The lesson: Language model capabilities scale with data. More diverse, high-quality training data produces more capable, knowledgeable models. But data isn’t neutral—it encodes biases, misinformation, and toxic patterns. Pretraining compresses the internet, including both its wisdom and its flaws. Understanding data curation, coverage, and scaling laws is essential for building and deploying modern language models effectively.

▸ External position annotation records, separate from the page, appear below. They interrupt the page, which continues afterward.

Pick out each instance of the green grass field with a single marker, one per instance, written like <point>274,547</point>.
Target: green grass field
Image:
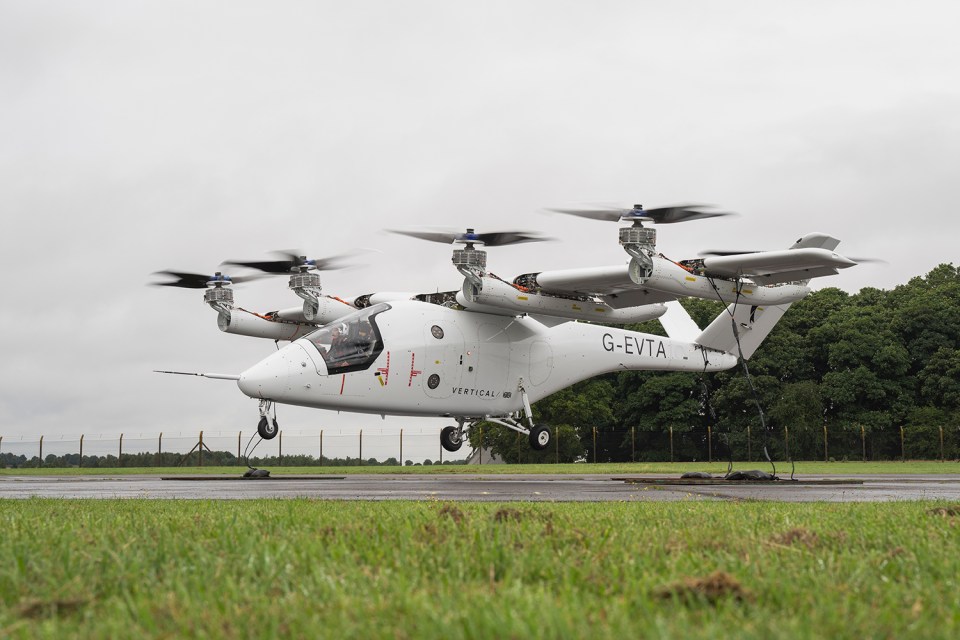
<point>668,468</point>
<point>306,568</point>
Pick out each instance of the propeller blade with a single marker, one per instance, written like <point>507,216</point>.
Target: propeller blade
<point>270,266</point>
<point>657,215</point>
<point>442,237</point>
<point>725,253</point>
<point>504,238</point>
<point>184,280</point>
<point>494,239</point>
<point>292,262</point>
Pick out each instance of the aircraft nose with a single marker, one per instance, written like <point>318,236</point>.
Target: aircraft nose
<point>269,378</point>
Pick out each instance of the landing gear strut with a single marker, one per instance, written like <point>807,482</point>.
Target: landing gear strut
<point>267,427</point>
<point>540,438</point>
<point>451,438</point>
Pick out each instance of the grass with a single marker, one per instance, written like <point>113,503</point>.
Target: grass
<point>668,468</point>
<point>306,568</point>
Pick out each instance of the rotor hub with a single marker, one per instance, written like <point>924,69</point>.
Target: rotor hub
<point>222,296</point>
<point>637,235</point>
<point>303,280</point>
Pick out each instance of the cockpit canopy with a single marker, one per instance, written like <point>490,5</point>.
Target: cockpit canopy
<point>351,343</point>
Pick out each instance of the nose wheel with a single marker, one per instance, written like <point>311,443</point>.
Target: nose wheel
<point>451,438</point>
<point>540,438</point>
<point>267,427</point>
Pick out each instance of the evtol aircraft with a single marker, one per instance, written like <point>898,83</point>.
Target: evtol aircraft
<point>488,351</point>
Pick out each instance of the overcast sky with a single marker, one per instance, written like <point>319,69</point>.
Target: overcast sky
<point>138,136</point>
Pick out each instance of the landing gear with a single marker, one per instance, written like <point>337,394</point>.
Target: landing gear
<point>267,427</point>
<point>540,438</point>
<point>451,438</point>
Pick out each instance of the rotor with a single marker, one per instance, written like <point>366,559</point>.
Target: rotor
<point>638,215</point>
<point>470,237</point>
<point>292,262</point>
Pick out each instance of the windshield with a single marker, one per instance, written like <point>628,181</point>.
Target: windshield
<point>351,343</point>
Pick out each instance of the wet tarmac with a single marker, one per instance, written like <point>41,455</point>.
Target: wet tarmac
<point>484,488</point>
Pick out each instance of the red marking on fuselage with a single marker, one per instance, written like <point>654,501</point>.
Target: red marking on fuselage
<point>386,371</point>
<point>413,372</point>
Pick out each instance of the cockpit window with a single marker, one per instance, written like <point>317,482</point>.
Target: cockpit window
<point>351,343</point>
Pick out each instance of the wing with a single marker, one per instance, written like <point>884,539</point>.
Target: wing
<point>612,284</point>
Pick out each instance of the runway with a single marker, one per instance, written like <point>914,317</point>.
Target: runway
<point>482,488</point>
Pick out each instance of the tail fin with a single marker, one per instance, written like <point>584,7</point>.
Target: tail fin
<point>752,323</point>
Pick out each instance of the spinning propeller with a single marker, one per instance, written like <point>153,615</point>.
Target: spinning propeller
<point>495,239</point>
<point>293,263</point>
<point>201,281</point>
<point>637,214</point>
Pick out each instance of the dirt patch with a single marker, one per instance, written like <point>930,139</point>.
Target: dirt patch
<point>717,586</point>
<point>452,512</point>
<point>36,609</point>
<point>505,515</point>
<point>798,536</point>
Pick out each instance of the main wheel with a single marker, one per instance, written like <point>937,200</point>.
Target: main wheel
<point>268,429</point>
<point>450,439</point>
<point>540,438</point>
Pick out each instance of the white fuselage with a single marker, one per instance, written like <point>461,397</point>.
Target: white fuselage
<point>437,361</point>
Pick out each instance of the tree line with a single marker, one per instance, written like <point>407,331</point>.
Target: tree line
<point>863,365</point>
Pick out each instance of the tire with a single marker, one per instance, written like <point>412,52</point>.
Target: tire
<point>268,429</point>
<point>540,438</point>
<point>450,439</point>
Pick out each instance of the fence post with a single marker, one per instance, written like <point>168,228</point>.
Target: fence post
<point>826,457</point>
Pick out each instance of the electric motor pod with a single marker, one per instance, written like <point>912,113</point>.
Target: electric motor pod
<point>642,236</point>
<point>470,258</point>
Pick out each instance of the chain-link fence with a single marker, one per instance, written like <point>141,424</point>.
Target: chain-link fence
<point>331,447</point>
<point>350,447</point>
<point>748,444</point>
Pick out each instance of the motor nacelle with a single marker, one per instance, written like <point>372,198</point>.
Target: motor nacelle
<point>244,323</point>
<point>497,296</point>
<point>669,277</point>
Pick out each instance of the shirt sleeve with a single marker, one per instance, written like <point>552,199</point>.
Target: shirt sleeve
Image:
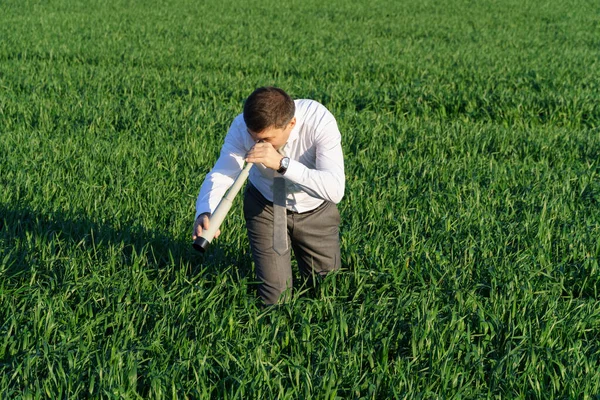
<point>327,180</point>
<point>224,172</point>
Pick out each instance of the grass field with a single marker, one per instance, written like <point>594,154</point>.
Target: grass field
<point>470,226</point>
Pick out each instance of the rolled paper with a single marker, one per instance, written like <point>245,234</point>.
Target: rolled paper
<point>216,219</point>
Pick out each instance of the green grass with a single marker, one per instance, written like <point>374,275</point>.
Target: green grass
<point>470,226</point>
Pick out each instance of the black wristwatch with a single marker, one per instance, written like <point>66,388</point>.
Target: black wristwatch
<point>283,165</point>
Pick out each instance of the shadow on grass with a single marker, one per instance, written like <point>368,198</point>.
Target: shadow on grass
<point>24,232</point>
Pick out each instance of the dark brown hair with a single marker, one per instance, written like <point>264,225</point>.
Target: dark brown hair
<point>268,107</point>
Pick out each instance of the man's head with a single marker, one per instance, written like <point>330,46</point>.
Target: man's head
<point>269,115</point>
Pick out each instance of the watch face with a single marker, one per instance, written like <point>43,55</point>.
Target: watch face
<point>285,162</point>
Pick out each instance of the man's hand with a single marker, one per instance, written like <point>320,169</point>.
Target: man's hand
<point>265,154</point>
<point>202,222</point>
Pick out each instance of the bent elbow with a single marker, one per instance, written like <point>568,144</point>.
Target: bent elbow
<point>338,194</point>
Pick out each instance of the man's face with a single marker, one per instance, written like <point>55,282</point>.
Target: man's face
<point>277,137</point>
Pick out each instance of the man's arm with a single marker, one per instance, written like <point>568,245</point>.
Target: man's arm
<point>327,181</point>
<point>222,175</point>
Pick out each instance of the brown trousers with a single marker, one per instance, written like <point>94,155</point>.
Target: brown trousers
<point>313,235</point>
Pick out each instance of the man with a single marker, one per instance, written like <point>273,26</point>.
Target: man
<point>294,186</point>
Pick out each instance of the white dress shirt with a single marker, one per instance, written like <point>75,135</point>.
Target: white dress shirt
<point>315,173</point>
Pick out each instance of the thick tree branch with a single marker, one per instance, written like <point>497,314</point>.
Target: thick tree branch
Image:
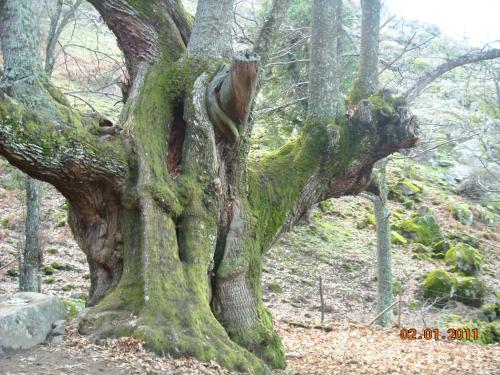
<point>437,72</point>
<point>63,156</point>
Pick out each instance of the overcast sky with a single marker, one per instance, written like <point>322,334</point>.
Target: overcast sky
<point>478,20</point>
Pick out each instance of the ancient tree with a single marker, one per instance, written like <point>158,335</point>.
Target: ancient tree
<point>171,210</point>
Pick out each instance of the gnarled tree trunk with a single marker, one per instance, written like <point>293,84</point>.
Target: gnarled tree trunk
<point>173,215</point>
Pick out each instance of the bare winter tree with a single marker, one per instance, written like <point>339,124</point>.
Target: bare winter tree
<point>172,213</point>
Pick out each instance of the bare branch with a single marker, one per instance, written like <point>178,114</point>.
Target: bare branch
<point>270,29</point>
<point>434,74</point>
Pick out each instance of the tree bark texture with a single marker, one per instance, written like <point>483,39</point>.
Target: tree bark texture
<point>323,86</point>
<point>28,276</point>
<point>172,214</point>
<point>368,67</point>
<point>384,245</point>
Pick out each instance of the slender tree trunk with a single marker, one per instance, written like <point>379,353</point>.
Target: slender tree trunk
<point>20,65</point>
<point>368,68</point>
<point>29,280</point>
<point>323,86</point>
<point>384,248</point>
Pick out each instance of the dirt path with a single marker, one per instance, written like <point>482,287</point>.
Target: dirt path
<point>363,351</point>
<point>43,361</point>
<point>346,349</point>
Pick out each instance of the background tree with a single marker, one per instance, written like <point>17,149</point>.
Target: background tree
<point>172,213</point>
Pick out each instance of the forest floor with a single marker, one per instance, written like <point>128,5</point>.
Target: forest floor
<point>330,246</point>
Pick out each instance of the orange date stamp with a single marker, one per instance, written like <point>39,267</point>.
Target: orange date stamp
<point>411,334</point>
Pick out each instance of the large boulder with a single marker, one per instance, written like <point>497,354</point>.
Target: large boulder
<point>27,318</point>
<point>458,174</point>
<point>405,189</point>
<point>464,259</point>
<point>422,227</point>
<point>462,213</point>
<point>470,291</point>
<point>440,285</point>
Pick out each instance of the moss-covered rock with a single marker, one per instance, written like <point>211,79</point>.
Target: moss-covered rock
<point>439,284</point>
<point>440,248</point>
<point>463,258</point>
<point>73,306</point>
<point>405,189</point>
<point>462,213</point>
<point>490,312</point>
<point>422,227</point>
<point>470,291</point>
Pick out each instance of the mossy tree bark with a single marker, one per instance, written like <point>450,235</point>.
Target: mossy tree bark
<point>172,213</point>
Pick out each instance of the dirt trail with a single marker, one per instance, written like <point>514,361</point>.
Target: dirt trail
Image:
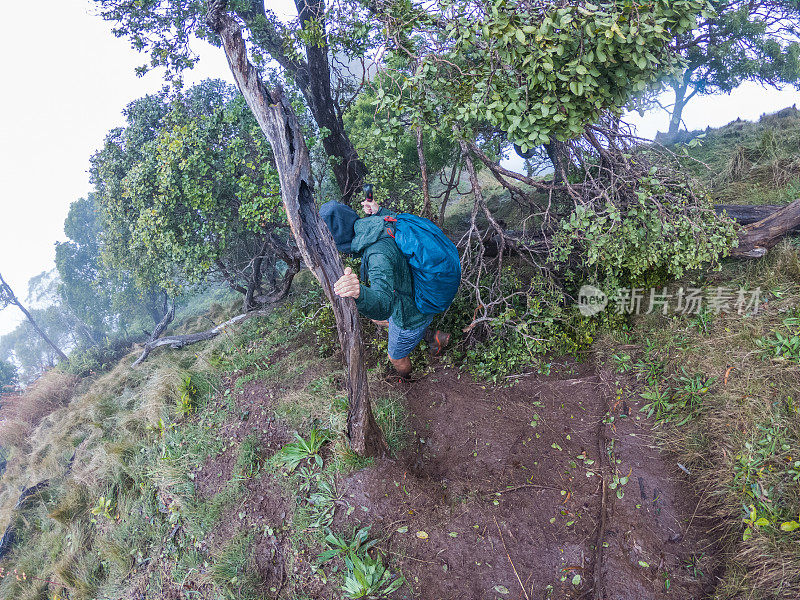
<point>501,495</point>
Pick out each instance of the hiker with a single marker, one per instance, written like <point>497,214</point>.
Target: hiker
<point>389,298</point>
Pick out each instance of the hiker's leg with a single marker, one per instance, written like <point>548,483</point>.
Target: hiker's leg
<point>401,343</point>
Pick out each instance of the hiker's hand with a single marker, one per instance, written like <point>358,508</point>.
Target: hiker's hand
<point>348,285</point>
<point>370,206</point>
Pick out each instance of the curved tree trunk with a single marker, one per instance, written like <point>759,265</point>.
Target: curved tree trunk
<point>314,80</point>
<point>280,125</point>
<point>6,293</point>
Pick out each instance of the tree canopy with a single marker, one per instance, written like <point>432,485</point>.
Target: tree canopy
<point>738,41</point>
<point>189,193</point>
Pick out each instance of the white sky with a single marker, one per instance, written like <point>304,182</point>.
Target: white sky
<point>67,79</point>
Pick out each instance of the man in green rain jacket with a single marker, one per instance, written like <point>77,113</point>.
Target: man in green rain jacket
<point>388,299</point>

References and Further Reading
Language Models are Few-Shot Learners – Tom B. Brown, Benjamin Mann, Nick Ryder, et al. (2020) https://arxiv.org/abs/2005.14165
The GPT-3 paper demonstrated that scaling model size and training data produces qualitative improvements in capability. Brown et al. trained a 175B parameter model on ~500B tokens and showed it could perform tasks zero-shot or few-shot without fine-tuning—answering questions, translating languages, writing code—purely from in-context examples. This established scale as a primary driver of performance: bigger models trained on more data unlock emergent abilities. The paper includes detailed ablations showing how data diversity (web text, books, Wikipedia) affects performance across domains. Reading this explains why pretraining on internet-scale data is the foundation of modern AI and how capabilities emerge from scale alone.
Training Compute-Optimal Large Language Models – Jordan Hoffmann, Sebastian Borgeaud, Arthur Mensch, et al. (2022) https://arxiv.org/abs/2203.15556
The Chinchilla paper challenged conventional scaling wisdom. Hoffmann et al. showed that GPT-3-scale models were undertrained—given fixed compute, it’s better to train smaller models on more data. Chinchilla (70B parameters, 1.4T tokens) outperformed much larger models (GPT-3, Gopher) by using a compute-optimal training regime. The paper derives scaling laws for optimal model size vs. data size and provides practical guidance: for every doubling of parameters, double training tokens. This reshaped pretraining strategy: modern models train longer on larger datasets rather than simply adding parameters. Understanding compute-optimal scaling clarifies the economics of training large models and why data matters as much as model size.
On the Dangers of Stochastic Parrots: Can Language Models Be Too Big? – Emily M. Bender, Timnit Gebru, Angelina McMillan-Major, Shmargaret Shmitchell (2021) https://dl.acm.org/doi/10.1145/3442188.3445922
Bender et al. critically examine the costs and risks of large language models. They discuss environmental impact (massive compute requires enormous energy), bias (models inherit training data biases), misinformation (models generate plausible but false text), and misalignment (models optimize prediction, not truth or ethics). The paper argues for responsible scaling: considering societal impacts, transparency in data curation, and alignment research alongside capability improvements. While not a technical paper, it provides essential context on why pretraining choices matter beyond performance metrics. Understanding the dangers and trade-offs of scale is crucial for building AI systems responsibly. Reading this grounds technical decisions in ethical and societal considerations.